6時にスナックのオープンを手伝いながら早い客を迎える。
この時間は古参のおじいちゃん達が多い。歌を歌ったりお互いの病気の話で盛り上がる。
ママはほとんど話さない。言われた曲を黙々と入れるだけだ。
しかし、ツマミで出される食べ物が田舎料理で野菜タップリでヘルシーだ。煮物がこれでもかとテーブルに並ぶ。
この店にはメニュー表は酒しかない。
後はママの家庭料理をこれでもかとテーブルに載せられるのだ。おじいちゃん達は、子供の頃の味らしく懐かしそうに食べて飲んで歌う。

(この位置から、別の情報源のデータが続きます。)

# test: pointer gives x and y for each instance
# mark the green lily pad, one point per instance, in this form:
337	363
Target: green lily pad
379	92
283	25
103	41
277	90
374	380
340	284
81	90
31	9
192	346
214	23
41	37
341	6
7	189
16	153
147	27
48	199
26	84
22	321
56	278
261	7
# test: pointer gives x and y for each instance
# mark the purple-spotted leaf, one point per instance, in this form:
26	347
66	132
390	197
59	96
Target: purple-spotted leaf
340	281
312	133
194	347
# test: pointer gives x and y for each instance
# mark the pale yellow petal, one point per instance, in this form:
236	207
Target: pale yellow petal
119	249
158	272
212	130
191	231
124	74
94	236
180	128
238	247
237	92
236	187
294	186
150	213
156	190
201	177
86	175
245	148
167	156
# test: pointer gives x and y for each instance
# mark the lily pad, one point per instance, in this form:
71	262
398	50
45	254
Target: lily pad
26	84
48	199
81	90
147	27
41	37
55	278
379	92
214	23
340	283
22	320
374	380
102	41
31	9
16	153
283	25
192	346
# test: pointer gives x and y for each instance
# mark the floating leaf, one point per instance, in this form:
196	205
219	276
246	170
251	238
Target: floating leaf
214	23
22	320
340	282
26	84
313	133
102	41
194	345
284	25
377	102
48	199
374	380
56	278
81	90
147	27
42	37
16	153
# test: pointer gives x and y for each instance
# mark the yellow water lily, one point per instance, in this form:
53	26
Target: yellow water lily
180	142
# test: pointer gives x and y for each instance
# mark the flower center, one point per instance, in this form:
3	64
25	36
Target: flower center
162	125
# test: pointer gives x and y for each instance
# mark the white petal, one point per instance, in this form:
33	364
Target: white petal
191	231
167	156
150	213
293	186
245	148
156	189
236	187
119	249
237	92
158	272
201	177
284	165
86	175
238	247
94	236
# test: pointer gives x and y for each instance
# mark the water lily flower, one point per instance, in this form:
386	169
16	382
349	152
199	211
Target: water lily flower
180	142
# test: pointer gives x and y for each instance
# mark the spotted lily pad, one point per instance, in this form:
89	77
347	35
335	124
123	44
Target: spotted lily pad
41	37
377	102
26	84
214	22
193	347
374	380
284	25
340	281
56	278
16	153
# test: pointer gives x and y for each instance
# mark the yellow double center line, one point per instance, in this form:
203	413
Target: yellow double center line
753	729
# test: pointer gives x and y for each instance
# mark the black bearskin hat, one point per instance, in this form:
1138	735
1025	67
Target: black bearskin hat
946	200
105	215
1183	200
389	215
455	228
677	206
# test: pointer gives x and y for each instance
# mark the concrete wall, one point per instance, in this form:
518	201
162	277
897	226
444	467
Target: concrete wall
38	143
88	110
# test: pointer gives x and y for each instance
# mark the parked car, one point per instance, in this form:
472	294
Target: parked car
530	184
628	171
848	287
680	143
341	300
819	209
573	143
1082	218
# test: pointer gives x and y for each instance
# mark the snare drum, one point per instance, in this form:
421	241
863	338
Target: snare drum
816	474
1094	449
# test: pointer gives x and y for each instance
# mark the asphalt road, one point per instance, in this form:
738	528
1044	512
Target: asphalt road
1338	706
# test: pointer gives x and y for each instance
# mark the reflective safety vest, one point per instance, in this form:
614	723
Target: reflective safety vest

山菜の揚げ物とかわらびの煮物が次々とテーブルに出される。
お会計もママの気持ち一つだ。まあ、酒を基準に決めてるようだ。
だから下戸の人は得な気がする。
おじいちゃん達は3000円くらいて払って帰っていく。
その後、リーマン達だ。
揚げ立ての山菜天ぷらに煮物で飲み食い話し歌う。
本当に客足が絶えない。
間にお料理を食べさせて貰うと本当に味付けが絶妙だ。
プロの料理ではないが、家庭料理としてはトップオブトップだろ。
けっして原価の高いモノは使ってない。
酒が進む濃い味でもない。
ただテーブルにこれでもかと何十種類のオカズが並ぶ。
このマダムは、こうやって他にはないスナックを作り
子供達を養い育てたのか?
お酒を作り運ぶくらいしか手伝えないが杏は会釈して運ぶ。
横に座れとか酒を飲めとか言われると、ママが目ざとく
「ウチはそういのはやってないから!他当たっとくれ!」と言ってくれる。
ありがたいが、自分でさばけるようになりたいな!と心密かに思った。